Thank you very much, Mr Banister, for that full opening statement giving some background. Was the decision of 14 March just that injustice had occurred, or that there had been a decision to lay?
The decision of 14 March was that we felt that while the commission had done many—perhaps the majority—of the things that we sought in our recommendations in the reports, it had not fully complied. As such, we did not think it would comply with our reports, and as such, it was our intention to lay the reports.
Thanks very much for being here, Mr Banister. Thank you for setting that out so comprehensively; you have answered one of my questions already. Why did you share the report in draft? Have you shared previous reports in draft at any earlier date?
Our procedure is that when we are doing a detailed investigation, we call it into a complaint. We draft what is called a provisional view. The provisional view is exactly what it says it is. It is equivalent to Maxwellisation in inquiries. The aim is to present the information in a form that can be understood. It is our provisional thinking about the matter. We then present that to both the complainant and the organisation we are investigating, and we seek their views on it. We always do that. At that point, we receive or do not receive, depending on the position of the parties, feedback on the report. We then go away and take that into account, and very often we change our conclusions on the back of that. That is the process we have gone through.
The Charity Commission has argued that it is challenging the lawfulness of the recommendations. What legal advice have you taken on the matter? Can you share that with us?

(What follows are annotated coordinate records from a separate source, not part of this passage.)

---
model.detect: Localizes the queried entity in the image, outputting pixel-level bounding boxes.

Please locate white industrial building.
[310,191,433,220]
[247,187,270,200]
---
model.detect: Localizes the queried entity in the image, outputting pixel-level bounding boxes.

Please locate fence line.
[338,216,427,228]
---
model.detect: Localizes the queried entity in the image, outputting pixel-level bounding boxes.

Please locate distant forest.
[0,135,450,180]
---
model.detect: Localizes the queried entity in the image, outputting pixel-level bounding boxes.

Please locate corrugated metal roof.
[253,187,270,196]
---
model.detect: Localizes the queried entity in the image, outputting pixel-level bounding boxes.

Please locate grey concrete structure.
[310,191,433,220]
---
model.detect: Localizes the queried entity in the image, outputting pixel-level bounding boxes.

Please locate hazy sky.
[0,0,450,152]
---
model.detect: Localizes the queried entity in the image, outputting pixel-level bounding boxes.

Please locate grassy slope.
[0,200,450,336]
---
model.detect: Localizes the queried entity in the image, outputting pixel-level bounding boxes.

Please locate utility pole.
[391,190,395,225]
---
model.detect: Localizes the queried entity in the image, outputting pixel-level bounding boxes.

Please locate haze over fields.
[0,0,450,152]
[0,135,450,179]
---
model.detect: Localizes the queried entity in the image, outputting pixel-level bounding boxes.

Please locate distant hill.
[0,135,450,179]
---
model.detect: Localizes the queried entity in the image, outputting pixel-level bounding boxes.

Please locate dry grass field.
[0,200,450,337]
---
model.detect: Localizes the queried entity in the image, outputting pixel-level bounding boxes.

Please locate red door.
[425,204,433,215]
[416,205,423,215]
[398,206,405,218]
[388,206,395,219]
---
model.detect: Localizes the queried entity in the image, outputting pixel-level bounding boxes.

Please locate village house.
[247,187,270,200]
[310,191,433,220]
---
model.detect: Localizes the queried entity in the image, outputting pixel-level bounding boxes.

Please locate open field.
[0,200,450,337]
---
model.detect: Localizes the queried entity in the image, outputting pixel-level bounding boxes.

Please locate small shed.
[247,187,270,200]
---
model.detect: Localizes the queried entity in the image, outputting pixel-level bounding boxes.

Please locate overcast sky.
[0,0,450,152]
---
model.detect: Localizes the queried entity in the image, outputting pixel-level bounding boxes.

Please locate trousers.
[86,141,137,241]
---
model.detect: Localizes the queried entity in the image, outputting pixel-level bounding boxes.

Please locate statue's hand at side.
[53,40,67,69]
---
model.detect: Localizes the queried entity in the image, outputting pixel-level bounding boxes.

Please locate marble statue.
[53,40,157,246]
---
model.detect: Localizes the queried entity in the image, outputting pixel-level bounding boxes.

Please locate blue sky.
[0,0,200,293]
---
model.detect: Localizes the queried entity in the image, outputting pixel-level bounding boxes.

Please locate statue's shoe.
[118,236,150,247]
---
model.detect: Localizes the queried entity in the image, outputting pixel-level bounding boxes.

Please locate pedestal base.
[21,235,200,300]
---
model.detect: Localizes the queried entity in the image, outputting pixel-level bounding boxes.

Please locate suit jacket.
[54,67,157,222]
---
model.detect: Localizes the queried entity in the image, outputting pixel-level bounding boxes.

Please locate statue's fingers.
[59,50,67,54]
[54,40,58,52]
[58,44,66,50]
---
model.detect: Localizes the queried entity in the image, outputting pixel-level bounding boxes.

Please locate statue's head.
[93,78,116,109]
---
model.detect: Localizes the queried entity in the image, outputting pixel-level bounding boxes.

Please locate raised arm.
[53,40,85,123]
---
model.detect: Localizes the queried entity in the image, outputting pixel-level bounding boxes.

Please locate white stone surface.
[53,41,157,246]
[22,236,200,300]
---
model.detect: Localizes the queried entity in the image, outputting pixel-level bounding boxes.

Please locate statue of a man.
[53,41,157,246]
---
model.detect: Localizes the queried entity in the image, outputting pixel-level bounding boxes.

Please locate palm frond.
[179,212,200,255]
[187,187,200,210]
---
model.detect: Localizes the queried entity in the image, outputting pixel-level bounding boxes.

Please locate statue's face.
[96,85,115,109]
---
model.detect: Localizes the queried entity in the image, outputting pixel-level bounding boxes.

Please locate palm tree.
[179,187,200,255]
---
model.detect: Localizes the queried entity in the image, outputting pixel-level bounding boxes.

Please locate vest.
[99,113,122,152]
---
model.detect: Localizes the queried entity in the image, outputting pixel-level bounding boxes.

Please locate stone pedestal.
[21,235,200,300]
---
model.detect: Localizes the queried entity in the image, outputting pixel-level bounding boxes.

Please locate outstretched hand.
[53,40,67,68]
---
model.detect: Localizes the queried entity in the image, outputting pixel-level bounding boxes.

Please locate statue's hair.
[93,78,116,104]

We have an internal team of lawyers. I am a lawyer myself, but I do not legally advise on this case because I am the decision maker; I take legal advice from my colleagues. We also have, as you might expect, a counsel team including a KC, who has, fortunately for him, unfortunately for us, just been elevated to the High Court. We think we have taken full legal advice on this.

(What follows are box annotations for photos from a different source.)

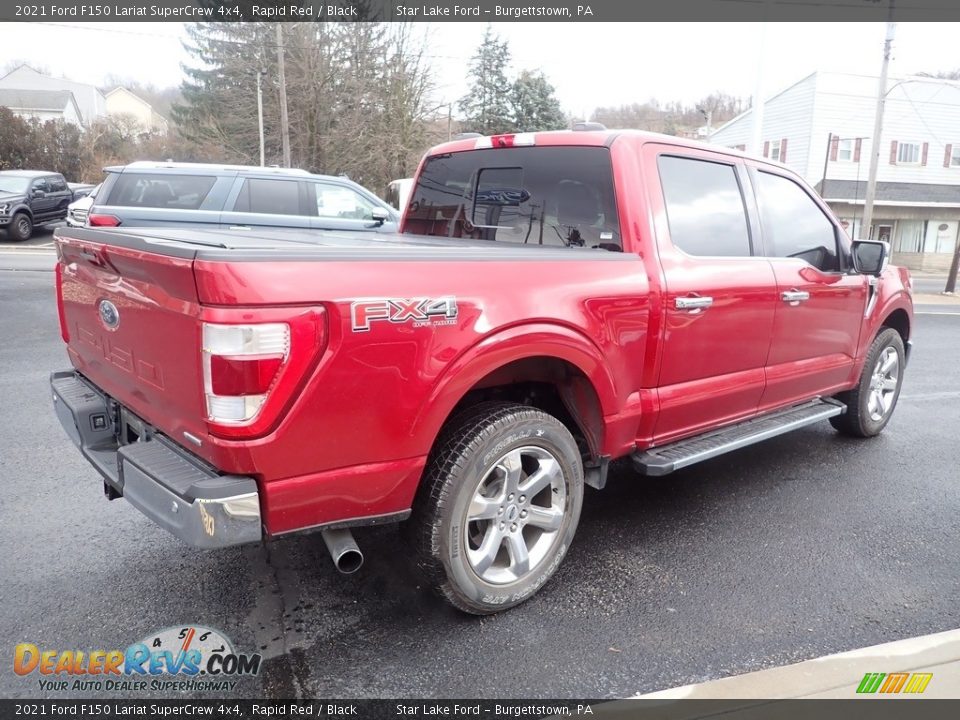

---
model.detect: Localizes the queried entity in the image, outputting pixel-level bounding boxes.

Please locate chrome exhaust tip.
[320,528,363,575]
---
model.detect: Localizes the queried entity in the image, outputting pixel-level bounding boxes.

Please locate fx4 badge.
[350,297,457,332]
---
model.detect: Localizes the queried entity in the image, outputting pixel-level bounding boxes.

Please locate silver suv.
[87,162,400,232]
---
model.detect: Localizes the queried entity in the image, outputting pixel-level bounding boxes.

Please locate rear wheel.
[830,328,905,437]
[407,403,583,615]
[7,212,33,242]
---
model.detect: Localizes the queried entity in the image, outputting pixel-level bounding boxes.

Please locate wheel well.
[883,310,910,343]
[449,357,603,459]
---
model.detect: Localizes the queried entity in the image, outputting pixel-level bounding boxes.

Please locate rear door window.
[106,173,217,210]
[405,147,622,250]
[312,183,374,220]
[233,178,306,215]
[657,155,751,257]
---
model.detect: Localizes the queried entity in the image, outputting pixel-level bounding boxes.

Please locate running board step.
[632,398,847,475]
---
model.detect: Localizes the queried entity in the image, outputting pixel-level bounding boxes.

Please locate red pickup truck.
[51,131,913,614]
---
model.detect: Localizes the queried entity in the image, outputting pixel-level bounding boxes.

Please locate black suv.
[87,162,400,232]
[0,170,73,241]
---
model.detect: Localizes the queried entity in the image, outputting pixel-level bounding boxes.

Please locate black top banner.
[0,699,960,720]
[0,0,960,22]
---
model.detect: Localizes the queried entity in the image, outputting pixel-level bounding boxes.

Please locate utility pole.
[860,14,897,237]
[277,23,290,167]
[747,13,770,155]
[257,68,265,167]
[820,133,839,197]
[943,236,960,295]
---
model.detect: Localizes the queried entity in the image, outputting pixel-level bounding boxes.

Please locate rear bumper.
[50,370,263,548]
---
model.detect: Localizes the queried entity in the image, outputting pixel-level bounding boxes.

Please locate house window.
[837,138,854,162]
[767,140,786,162]
[897,143,920,165]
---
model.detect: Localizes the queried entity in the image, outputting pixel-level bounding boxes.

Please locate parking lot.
[0,258,960,698]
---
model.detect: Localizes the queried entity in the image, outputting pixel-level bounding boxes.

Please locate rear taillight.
[87,213,120,227]
[201,307,326,438]
[55,262,70,344]
[203,323,290,424]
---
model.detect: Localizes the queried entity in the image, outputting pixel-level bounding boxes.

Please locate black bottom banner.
[0,697,960,720]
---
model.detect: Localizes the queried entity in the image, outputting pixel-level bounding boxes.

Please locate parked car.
[67,185,100,227]
[0,170,73,241]
[88,162,400,232]
[51,131,913,614]
[67,183,100,200]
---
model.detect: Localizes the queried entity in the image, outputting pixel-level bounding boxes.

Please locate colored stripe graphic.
[880,673,910,693]
[857,673,933,695]
[857,673,887,694]
[904,673,933,693]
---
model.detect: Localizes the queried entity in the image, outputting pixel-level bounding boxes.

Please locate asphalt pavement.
[0,256,960,698]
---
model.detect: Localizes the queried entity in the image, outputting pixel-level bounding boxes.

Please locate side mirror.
[853,240,890,275]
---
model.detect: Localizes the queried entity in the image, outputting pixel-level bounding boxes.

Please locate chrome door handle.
[674,297,713,312]
[780,290,810,305]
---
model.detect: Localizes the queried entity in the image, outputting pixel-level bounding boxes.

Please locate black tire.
[7,211,33,242]
[830,328,906,437]
[405,403,583,615]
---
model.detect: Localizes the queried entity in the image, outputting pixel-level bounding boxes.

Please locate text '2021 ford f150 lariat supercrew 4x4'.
[51,131,913,613]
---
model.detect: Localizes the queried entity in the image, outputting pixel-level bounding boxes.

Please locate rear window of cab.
[405,147,623,250]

I think you have touched on a few of these points already, but I want to tease them out. It is about the decision to hold off on laying the report. From what you have said, there were two points, one resulting from mediation and giving time for a resolution to be found and then later there was a point at which you made a different decision to lay it and there was legal action, following which you withheld laying the reports. Is my understanding correct of the decision-making process at those two points? At each stage, was the decision not to lay the reports either an offer from your office or a request from the Charity Commission?
There are two key decisions. One decision was to make the reports. The reports were made. That was when the mediation followed as to how to comply with the reports, and thereafter the Charity Commission sought to comply substantially with many of the recommendations in the reports, as I have made clear. At that point, we were not going to lay, because we were in a conversation about compliance. We would never lay a report while we thought there was still a realistic prospect of compliance. The only time we would lay a report is when we think there is no prospect of compliance. We then got the point where we had been through that quite extended compliance process. We would normally allow three months for compliance; we allowed considerably more, and had some bespoke agreements about how we were to work on compliance. We were intending to lay. We felt it was fair to the commission to tell it that we were going to do that. In judicial review, the normal process is that you receive a pre-action protocol letter. That is normally required. The normal requirement is to hear what the party that receives that has to say. The commission made it clear that, if we did not agree not to lay the report, it was going to issue forthwith. My assessment, under legal advice, was that we were in a position where if we carried on, it was extremely likely that the court would grant an injunction. To obtain an injunction in relation to a judicial review, you have to have a substantive claim—you cannot seek an injunction without a substantive claim, and it had a substantive claim—and you have to have an arguable case in that claim. In an injunction like this, the jeopardy for the court is very low. The court is not stopping someone flying somewhere or anything like that; it is saying, “Don’t lay a report.” So the advice was that it will get an injunction. For us, there were two problems with that. One, which I have set out, was simply the cost of proceedings that we felt we would lose. Another was the loss of the opportunity to write a response, which may or may not put off the proceedings. I had hoped that when we responded, the commission would draw back. Also, there is the oddity that, if an injunction had been granted, it would have started to determine the point about privilege before the point about privilege has been properly argued. I felt that we had no choice but to agree not to lay the report.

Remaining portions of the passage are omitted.